Mon July 14, 2014
Citigroup Agrees To Pay $7 Billion To Resolve Mortgage Probe
Originally published on Mon July 14, 2014 9:53 am
Citigroup said Monday it had agreed to pay $7 billion to settle a federal investigation into subprime mortgages it sold in the run-up to the financial meltdown of 2008.
The deal covers mortgage-backed securities and collateralized debt obligations issued, structured or underwritten by Citi between 2003 and 2008, the company said in a statement on its website.
Citi said it would pay $4.5 billion in cash and $2.5 billion in consumer relief, which will be in the form of financing for affordable rental housing, principal reduction for home loans and other programs by the end of 2018.

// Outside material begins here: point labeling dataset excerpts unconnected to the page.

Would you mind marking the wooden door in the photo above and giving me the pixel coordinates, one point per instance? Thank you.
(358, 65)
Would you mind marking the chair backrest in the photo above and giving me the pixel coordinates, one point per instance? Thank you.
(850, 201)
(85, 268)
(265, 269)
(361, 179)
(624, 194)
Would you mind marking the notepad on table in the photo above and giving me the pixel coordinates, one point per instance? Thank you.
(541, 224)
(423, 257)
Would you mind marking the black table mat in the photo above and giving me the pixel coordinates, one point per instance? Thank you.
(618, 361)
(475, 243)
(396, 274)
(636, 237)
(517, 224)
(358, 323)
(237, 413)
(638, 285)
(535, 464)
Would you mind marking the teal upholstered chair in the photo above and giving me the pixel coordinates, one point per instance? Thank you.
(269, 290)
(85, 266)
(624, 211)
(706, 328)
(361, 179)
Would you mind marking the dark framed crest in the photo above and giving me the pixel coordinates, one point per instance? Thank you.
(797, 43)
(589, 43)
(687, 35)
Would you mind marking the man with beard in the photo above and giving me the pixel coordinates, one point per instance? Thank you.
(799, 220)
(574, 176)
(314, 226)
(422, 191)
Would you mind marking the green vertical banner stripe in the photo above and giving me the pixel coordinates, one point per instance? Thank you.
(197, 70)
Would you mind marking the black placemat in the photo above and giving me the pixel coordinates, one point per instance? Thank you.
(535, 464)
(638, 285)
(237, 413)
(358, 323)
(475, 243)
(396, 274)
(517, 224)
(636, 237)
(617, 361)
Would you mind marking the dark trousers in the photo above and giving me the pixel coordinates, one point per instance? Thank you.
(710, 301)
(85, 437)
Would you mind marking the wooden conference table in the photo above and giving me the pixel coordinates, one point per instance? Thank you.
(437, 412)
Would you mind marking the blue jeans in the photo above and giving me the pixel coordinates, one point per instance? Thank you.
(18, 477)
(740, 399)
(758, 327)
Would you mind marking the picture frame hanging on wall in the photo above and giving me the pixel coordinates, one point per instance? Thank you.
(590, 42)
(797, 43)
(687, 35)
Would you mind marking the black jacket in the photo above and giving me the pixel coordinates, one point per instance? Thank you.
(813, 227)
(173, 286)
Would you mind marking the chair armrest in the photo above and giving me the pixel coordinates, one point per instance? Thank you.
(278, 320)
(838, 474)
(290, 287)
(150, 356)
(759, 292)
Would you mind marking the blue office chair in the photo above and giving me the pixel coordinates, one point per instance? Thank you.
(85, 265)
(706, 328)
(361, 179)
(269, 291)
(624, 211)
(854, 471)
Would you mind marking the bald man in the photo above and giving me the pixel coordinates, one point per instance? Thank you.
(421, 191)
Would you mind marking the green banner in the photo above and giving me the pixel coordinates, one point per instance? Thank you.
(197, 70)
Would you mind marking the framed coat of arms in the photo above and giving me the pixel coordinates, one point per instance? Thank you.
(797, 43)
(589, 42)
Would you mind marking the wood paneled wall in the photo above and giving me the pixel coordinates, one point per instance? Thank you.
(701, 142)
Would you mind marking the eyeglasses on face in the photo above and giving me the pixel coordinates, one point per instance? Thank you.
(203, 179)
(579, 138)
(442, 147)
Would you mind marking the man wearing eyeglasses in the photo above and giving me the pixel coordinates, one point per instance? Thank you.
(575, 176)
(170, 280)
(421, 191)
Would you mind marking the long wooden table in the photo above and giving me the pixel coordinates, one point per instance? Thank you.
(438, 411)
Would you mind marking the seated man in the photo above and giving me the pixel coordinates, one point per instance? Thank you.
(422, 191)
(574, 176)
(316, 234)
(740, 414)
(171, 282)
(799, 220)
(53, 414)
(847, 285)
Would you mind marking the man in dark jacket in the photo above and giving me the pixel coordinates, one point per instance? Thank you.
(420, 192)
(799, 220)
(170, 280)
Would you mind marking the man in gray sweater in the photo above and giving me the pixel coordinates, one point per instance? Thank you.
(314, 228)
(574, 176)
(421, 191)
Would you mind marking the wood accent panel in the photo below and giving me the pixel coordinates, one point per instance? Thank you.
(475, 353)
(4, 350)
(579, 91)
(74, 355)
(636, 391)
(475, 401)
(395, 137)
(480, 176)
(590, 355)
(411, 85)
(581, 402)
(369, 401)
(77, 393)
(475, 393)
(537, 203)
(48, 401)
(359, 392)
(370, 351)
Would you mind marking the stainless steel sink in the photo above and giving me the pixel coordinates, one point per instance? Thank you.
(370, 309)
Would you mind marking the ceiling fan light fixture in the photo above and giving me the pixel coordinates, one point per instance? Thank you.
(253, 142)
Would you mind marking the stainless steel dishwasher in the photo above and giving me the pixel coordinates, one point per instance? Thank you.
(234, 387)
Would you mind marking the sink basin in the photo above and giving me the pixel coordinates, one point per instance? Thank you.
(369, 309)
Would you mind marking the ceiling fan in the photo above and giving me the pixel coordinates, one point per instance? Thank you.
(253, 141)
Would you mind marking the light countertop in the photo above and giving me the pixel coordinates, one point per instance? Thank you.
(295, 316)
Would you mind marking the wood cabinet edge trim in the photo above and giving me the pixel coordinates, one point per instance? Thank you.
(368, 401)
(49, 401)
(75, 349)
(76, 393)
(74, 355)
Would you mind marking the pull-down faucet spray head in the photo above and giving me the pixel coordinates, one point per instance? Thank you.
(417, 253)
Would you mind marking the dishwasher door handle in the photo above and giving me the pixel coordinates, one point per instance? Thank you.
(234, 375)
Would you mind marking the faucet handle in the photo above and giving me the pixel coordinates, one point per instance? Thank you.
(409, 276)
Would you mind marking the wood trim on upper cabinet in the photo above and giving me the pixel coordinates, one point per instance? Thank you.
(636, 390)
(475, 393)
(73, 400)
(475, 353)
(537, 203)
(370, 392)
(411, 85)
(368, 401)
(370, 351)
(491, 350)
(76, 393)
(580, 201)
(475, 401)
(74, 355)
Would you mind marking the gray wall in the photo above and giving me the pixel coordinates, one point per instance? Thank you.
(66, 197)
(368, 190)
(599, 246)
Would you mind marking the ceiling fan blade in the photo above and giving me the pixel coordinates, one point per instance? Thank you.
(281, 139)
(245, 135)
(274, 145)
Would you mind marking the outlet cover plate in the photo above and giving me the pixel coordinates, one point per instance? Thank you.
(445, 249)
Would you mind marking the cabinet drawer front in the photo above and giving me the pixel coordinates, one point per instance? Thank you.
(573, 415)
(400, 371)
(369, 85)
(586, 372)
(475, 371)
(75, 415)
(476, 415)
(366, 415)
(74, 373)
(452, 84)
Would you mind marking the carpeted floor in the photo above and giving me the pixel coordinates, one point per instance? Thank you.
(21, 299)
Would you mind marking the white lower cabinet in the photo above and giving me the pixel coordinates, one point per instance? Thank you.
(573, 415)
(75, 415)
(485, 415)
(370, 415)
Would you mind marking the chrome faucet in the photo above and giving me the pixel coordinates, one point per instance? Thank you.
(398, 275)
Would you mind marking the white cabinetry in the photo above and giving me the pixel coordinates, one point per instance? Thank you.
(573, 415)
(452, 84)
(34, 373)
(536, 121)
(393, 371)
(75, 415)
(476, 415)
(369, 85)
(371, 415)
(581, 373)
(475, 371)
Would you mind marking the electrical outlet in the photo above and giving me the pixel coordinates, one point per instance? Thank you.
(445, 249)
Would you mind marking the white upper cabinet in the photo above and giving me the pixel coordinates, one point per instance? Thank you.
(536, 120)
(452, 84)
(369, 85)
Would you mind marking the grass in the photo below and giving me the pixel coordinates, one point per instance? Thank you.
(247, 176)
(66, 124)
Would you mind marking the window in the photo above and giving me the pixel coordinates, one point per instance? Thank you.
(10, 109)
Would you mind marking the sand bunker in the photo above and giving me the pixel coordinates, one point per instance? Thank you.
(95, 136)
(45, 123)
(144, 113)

Reuters reports that the $7 billion figure was more than twice what many analysts had expected, but less than the $12 billion sought by the government.
The settlement frees Citi from potential liability for collateralized debt obligations (CDOs) as well as mortgage securities.
"The comprehensive settlement announced today with the U.S. Department of Justice, state attorneys general and the [Federal Deposit Insurance Corp.] resolves all pending civil investigations related to our legacy RMBS and CDO underwriting, structuring and issuance activities," Citigroup CEO Michael Corbat said in the statement. "We also have now resolved substantially all of our legacy RMBS and CDO litigation."
The company said it would take a charge of about $3.8 billion pre-tax in the second quarter of 2014 in connection with the settlement.
The Associated Press notes:
"The agreement announced Monday comes weeks after talks between the two sides broke down, prompting the Justice Department to warn that it would sue one of the nation's biggest banks. ...
"Citigroup, among other banks, downplayed the risks of subprime mortgages when packaging them, selling them to mutual funds, investment trusts, pensions, as well as other banks and investors."
With the settlement, Citigroup joins JPMorgan Chase as the only major U.S. banks to settle so far.